Des notions, de la libido à l’affectivité en passant par le vouloir, qui font signe vers le principe dynamique le plus profond et le plus élémentaire des activités économiques, que les philosophes appellent en général le désir, cette puissance primordiale que les Grecs nommaient quant à eux éros, et que les managers qualifient de motivation.
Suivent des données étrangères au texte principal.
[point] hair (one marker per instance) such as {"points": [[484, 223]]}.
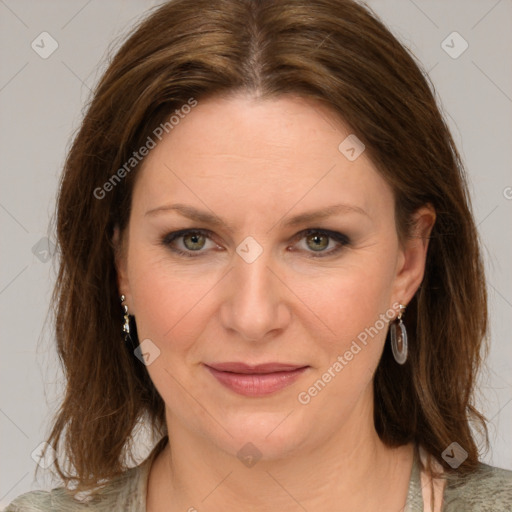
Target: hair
{"points": [[336, 52]]}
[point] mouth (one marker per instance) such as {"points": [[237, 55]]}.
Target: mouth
{"points": [[256, 380]]}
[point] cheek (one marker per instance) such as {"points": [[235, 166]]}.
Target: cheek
{"points": [[170, 301]]}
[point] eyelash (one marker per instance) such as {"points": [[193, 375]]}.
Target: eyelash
{"points": [[342, 239]]}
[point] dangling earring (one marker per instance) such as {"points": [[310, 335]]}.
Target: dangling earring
{"points": [[126, 325], [398, 335]]}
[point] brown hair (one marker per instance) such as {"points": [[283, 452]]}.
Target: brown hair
{"points": [[334, 51]]}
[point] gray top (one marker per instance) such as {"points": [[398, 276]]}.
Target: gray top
{"points": [[489, 489]]}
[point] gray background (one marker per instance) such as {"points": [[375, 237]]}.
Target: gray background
{"points": [[41, 102]]}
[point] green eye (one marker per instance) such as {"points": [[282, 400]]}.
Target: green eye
{"points": [[194, 241]]}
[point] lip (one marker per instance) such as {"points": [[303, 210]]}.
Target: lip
{"points": [[256, 380]]}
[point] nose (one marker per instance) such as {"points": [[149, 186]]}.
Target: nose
{"points": [[255, 305]]}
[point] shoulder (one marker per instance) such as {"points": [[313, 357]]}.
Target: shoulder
{"points": [[487, 489], [120, 494]]}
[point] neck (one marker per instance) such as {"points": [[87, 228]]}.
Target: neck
{"points": [[192, 472]]}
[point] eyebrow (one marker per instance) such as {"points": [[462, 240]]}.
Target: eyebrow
{"points": [[209, 218]]}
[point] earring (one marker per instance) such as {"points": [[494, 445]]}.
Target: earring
{"points": [[126, 324], [399, 338]]}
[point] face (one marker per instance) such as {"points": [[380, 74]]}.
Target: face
{"points": [[239, 273]]}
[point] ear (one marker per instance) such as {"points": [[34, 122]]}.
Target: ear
{"points": [[413, 255], [120, 261]]}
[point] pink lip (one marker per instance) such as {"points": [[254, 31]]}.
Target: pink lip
{"points": [[258, 380]]}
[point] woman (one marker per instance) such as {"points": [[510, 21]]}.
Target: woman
{"points": [[268, 256]]}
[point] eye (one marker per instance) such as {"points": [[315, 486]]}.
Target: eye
{"points": [[194, 240], [318, 240]]}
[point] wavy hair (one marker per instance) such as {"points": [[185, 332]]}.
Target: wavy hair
{"points": [[339, 53]]}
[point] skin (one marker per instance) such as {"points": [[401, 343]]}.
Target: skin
{"points": [[256, 164]]}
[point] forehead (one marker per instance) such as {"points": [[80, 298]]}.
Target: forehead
{"points": [[266, 155]]}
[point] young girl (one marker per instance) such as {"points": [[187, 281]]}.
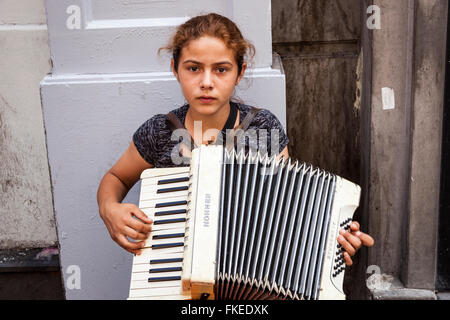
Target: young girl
{"points": [[208, 62]]}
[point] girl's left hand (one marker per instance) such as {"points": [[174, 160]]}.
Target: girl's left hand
{"points": [[352, 240]]}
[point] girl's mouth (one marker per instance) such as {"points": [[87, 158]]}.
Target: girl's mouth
{"points": [[206, 100]]}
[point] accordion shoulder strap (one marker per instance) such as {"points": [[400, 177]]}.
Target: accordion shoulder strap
{"points": [[248, 119], [175, 123]]}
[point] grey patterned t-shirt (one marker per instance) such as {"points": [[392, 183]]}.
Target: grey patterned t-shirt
{"points": [[153, 139]]}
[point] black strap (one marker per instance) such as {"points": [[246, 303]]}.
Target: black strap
{"points": [[231, 117], [175, 123]]}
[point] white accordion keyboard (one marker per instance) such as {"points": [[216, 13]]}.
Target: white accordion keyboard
{"points": [[244, 228]]}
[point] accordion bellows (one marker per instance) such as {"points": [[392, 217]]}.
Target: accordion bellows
{"points": [[261, 228]]}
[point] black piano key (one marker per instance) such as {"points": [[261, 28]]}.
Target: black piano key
{"points": [[169, 221], [168, 260], [174, 189], [167, 245], [168, 236], [175, 180], [165, 213], [157, 279], [172, 269], [171, 204]]}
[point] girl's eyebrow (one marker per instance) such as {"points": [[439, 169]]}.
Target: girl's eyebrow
{"points": [[196, 62]]}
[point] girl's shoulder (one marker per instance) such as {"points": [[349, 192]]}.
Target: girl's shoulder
{"points": [[153, 139], [264, 119]]}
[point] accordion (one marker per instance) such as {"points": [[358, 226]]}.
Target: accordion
{"points": [[242, 227]]}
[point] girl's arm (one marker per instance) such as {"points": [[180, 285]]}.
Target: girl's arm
{"points": [[119, 217]]}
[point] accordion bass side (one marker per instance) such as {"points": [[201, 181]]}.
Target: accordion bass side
{"points": [[243, 227]]}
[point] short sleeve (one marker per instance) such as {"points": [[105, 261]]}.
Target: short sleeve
{"points": [[275, 133], [144, 139]]}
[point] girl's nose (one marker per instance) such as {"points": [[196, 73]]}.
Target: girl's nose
{"points": [[206, 81]]}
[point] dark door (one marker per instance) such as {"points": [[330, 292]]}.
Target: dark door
{"points": [[443, 263]]}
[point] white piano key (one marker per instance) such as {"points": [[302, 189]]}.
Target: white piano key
{"points": [[155, 187], [144, 284], [163, 251], [146, 275], [163, 172], [151, 292], [152, 211], [152, 203], [150, 242], [165, 297], [162, 196], [148, 254], [165, 217], [168, 226], [145, 267]]}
Dans son étude sur l’origine « manuelle » du management, le [philosophe du management] Baptiste Rappin identifie nettement que le « gouvernement des subjectivités dans l’univers organisationnel » en est « la matière première, (qui) n’est pas solide et tangible, (mais) psychique et subtile. Ce qu’il manie, manipule et manœuvre, c’est cette énergie humaine que l’on nomme “désir” ». Que le pouvoir de transformation d’éros ne laisse pas indemne l’écriture et la recherche en management contemporaines, ainsi que le montrent d’autres travaux symptomatiques à cet égard, ne doit donc pas vraiment surprendre.